Contrary to l-glutamate, 50 μM RTN MK801-induced norepinephrine release in the mPFC was inhibited by perfusion with 1 μM perampanel into the MDTN [FPER(1,10) = 7.5 (p < 0.05), FTime(4.5,44.5) = 65.2 (p < 0.05), FPER*Time(4.5,44.5) = 8.5 (p < 0.05)] and mPFC [FPER(1,10) = 16.1 (p < 0.05), FTime(4.8,47.5) = 40.6 (p < 0.05), FPER*Time(4.8,47.5) = 19.3 (p < 0.05)] (Figure 4D). Perfusion with 1 μM muscimol into the MDTN also inhibited 50 μM RTN MK801-induced norepinephrine release in the mPFC [FMus(1,10) = 11.6 (p <0.05), FTime(3.9,38.5) = 48.1 (p <0.05), FMus*Time(3.9,38.5) = 17.8 (p <0.05)], but perfusion with 1 μM muscimol into the mPFC did not affect (Figure 4D). Similar to norepinephrine, 50 μM RTN MK801-induced dopamine release in the mPFC was inhibited by perfusion with 1 μM perampanel into the MDTN [FPER(1,10) = 5.0 (p < 0.05), FTime(7.0,69.7) = 107.2 (p < 0.05), FPER*Time(7.0,69.7) = 9.8 (p < 0.05)] and mPFC [FPER(1,10) = 9.2 (p < 0.05), FTime(7.0,70.1) = 53.6 (p < 0.05), FPER*Time(7.0,70.1) = 36.7 (p < 0.05)] (Figure 4E). Perfusion with 1 μM muscimol into the MDTN inhibited 50 μM RTN MK801-induced dopamine release in the mPFC [FMus(1,10) = 5.3 (p < 0.05), FTime(6.2,61.7) = 87.2 (p < 0.05), FMus*Time(6.2,61.7) = 22.7 (p < 0.05)], but perfusion with muscimol into the mPFC did not affect (Figure 4E).
These results suggest that RTN MK801-induced l-glutamate release in the mPFC is generated by the GABAergic disinhibition and relatively activation of AMPAR in the MDTN, but is not modulated by these receptors in the mPFC. Contrary to l-glutamate, RTN MK801-induced catecholamine release in the mPFC is regulated by the GABAergic disinhibition in the MDTN, and activation of AMPAR in the MDTN and mPFC, but is not modulated by GABAA-R in the mPFC. Therefore, RTN MK801-induced catecholamine release in the mPFC is activated by AMPAR in the mPFC via activation of thalamocortical glutamatergic transmission.

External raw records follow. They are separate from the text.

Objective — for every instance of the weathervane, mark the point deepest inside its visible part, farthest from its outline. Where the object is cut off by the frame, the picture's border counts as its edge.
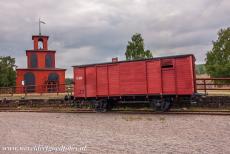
(40, 26)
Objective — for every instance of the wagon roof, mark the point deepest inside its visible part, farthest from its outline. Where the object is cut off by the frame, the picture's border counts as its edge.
(42, 69)
(154, 58)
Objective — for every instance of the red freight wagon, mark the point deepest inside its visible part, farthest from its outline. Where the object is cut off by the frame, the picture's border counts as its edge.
(159, 81)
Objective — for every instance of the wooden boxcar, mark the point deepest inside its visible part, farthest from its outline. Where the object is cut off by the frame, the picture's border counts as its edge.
(159, 81)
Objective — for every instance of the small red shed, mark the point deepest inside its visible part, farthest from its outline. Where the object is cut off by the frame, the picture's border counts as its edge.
(41, 75)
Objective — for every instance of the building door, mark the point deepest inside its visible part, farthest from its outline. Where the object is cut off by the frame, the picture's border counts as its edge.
(52, 83)
(29, 80)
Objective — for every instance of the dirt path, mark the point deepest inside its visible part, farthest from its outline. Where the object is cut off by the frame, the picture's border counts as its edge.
(113, 133)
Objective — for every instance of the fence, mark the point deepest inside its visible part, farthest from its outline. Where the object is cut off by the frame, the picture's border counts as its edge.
(206, 85)
(37, 89)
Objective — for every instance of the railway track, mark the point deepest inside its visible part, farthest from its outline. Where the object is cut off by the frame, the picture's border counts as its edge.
(205, 112)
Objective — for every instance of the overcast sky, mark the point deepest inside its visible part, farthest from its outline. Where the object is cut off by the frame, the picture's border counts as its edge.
(89, 31)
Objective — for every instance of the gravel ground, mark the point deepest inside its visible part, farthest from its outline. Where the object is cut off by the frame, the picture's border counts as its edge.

3.3.2. Effects of GABAA-R and AMPAR in the MDTN on RTN MK801-Induced Releases in the MDTN
Perfusion with 1 μM muscimol (GABAA-R agonist) into MDTN reduced 50 μM RTN MK801-induced l-glutamate release in the MDTN[FPER(1,10) = 9.3 (p < 0.05), FTime(5.6,56.3) = 46.9 (p < 0.05), FPER*Time(5.6,56.3) = 9.9 (p < 0.05)], whereas perfusion with 1 μM perampanel (AMPAR antagonist) into the MDTN did not affect (Figure 5A). Contrary to l-glutamate, neither 50 μM RTN MK801-induced serotonin release nor reduction of GABA in the MDTN were affected by perfusion with 1 μM muscimol and perampanel into the MDTN (Figure 5B,C).
These results suggest that RTN MK801-induced l-glutamate release in the MDTN is generated by the GABAergic disinhibition in the MDTN, but is not modulated by AMPAR in the MDTN. Contrary to l-glutamate, RTN MK801-induced serotonin release and reduction of GABA release in the MDTN are not affected by GABAA-R or AMPAR in the MDTN.
3.4. Effects of NMDAR in the DRN on Transmitter Releases in the DRN, mPFC and MDTN (Study_4)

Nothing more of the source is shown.